I was wondering if you could doublecheck this question please:
g) $\displaystyle y=2x$ and$\displaystyle y = 2x^2$
y = 4 and x = 2
How would I do this?
h)$\displaystyle y= 6 - x^2$ and $\displaystyle y = 4x +1 $
In case a graph helps...
g)$\displaystyle y=2x,y=2x^2$. The red line is $\displaystyle y=2x^2$ and the blue line is $\displaystyle y=2x$.
Clearly solutions are $\displaystyle x=0,1$
h)$\displaystyle y=6-x^2,y=4x+1$. The red line is $\displaystyle y=4x+1$ and the blue line is $\displaystyle y=6-x^2$.
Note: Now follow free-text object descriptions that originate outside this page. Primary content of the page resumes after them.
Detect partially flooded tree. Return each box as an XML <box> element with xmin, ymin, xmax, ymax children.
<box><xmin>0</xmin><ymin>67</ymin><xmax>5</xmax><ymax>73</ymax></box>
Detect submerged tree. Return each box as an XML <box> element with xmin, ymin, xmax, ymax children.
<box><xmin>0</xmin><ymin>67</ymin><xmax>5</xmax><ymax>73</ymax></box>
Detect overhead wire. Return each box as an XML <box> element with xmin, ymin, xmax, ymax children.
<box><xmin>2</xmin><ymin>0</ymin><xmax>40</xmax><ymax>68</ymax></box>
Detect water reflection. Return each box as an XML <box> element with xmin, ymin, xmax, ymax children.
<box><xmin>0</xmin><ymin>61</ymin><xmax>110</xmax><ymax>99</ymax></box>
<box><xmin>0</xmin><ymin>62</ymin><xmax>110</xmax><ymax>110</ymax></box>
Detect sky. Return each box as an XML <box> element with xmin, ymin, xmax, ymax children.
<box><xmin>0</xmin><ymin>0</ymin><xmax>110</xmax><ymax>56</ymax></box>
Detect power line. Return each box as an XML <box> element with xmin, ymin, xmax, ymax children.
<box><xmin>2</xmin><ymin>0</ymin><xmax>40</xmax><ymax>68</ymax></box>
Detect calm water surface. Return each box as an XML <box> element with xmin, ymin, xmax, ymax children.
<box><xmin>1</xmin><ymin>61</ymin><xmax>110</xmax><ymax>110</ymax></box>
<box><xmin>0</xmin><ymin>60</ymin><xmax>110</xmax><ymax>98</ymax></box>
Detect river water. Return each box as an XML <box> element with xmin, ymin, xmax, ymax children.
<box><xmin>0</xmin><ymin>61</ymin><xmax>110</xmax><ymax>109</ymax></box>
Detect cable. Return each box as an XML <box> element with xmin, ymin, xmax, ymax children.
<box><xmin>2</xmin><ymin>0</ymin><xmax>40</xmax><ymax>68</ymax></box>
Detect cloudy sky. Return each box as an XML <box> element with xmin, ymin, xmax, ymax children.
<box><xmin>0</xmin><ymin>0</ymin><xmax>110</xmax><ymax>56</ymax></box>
Clearly solutions are $\displaystyle x=1,-5$
The value of y can be calculated just by substituting the value of x or by the graph.
Yet another way to do (g): $\displaystyle y=2x$ and $\displaystyle y=2x^2$:
If x and y are not 0, $\displaystyle \frac{y}{y}= /frac{2x^2}{2x}$, [tex]1= x[/itex]. And if x= 1, what is y?
That was "if x and y are not 0". It is easy to check that y is 0 if and only if x is and x= y= 0 satifies both equations.